‘Call to arms’: Jan. 6 panel weaves together story of extremist groups and Trump allies

The House Jan. 6 committee focuses Thursday on the final frantic weeks of former President Donald Trump’s presidency, including an Oval Office meeting with a motley crew of outside advisers who wanted him to declare a national emergency to remain in power.

“The meeting has been called, quote, ‘unhinged,’ ‘not normal,’ and the ‘craziest meeting of the Trump presidency,'” Rep. Jamie Raskin, D-Md., said. “Specifically, they proposed the immediate mass seizure of state election machines by the United States military. The meeting ended after midnight with apparent rejection of the idea.”

Then-White House counsel Pat Cipollone led a group of three administration officials in an angry and profane hours-long verbal fight — one that almost turned physical — against outside advisers Sidney Powell, Michael Flynn, former Overstock.com CEO Patrick Byrne and former administration official Emily Newman. Later, informal Trump adviser Rudy Giuliani, who was trying to overturn the election results, joined the meeting.

“What they were proposing, I thought was nuts,” Cipollone said in pre-recorded testimony before the committee. At one point, Eric Herschmann, a Trump White House lawyer, said he challenged Flynn, a retired general and former national security adviser, suggesting he could fight him or sit down. The meeting eventually moved from the Oval Office to the president’s private residence.

That fiery discussion is part of the committee’s effort to demonstrate increasing desperation inside the White House and among Trump’s most ardent supporters. The panel also fleshed out the relationship between Trump and the insurrectionists who stormed the Capitol.
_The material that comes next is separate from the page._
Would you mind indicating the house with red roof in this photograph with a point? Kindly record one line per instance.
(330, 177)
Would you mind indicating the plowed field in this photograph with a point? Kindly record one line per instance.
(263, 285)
And, in testimony to bolster the panel’s contention that Trump was advised he had no path to remain in office, the committee played segments of an interview with former White House counsel Pat Cipollone, who was present for many conversations in which Trump explored ways to overturn the election.
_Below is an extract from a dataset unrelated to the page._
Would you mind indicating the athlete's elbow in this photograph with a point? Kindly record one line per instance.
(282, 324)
“If your question is ‘did I believe he should concede the election at a point in time?’ yes, I did,” Cipollone told the committee in pre-recorded testimony, adding that then-White House Chief of Staff Mark Meadows repeatedly assured him and then-Attorney General William Barr that Trump would eventually concede.
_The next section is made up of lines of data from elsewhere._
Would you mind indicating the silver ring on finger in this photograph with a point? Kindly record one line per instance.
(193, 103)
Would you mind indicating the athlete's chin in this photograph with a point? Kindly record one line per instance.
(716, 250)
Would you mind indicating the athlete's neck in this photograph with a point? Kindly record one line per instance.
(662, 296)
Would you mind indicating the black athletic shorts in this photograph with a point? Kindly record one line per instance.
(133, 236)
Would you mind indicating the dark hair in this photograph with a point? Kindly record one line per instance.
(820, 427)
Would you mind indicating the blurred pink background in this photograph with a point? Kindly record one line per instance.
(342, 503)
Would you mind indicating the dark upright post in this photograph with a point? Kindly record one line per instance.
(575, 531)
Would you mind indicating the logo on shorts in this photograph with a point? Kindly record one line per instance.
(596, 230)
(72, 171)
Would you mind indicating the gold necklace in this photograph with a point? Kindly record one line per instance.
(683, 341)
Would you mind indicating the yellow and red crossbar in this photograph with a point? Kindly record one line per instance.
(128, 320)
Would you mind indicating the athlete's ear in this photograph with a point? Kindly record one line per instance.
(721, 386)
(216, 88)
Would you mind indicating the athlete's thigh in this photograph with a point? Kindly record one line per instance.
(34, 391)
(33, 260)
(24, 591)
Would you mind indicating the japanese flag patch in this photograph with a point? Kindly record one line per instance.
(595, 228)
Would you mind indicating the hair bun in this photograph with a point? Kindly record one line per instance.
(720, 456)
Committee members said Tuesday that Trump incited extremists with his public commentary in the weeks, days and hours leading up to the storming of the Capitol.

He “summoned a mob to Washington” and “provoked that mob to attack the Capitol,” Rep. Liz Cheney, R-Wyo., the top Republican on the committee, said.

Image: Bennie Thompson
Bennie Thompson, Chair of the House Select Committee to Investigate the January 6th Attack on the U.S. Capitol, delivers remarks during the seventh hearing on the January 6th investigation in the Cannon House Office Building on July 12, 2022 in Washington.Kevin Dietsch 

The panel’s witnesses Thursday included Jason Van Tatenhove, a former spokesman for the violent extremist group Oath Keepers, and Stephen Ayres, an Ohio man who pleaded guilty to disorderly conduct charges after entering the Capitol, sources told NBC News. Ayres has not yet been sentenced.

The panel argued that Trump’s campaign to hold power following his defeat in the 2020 election intersected with plans to attack the Capitol.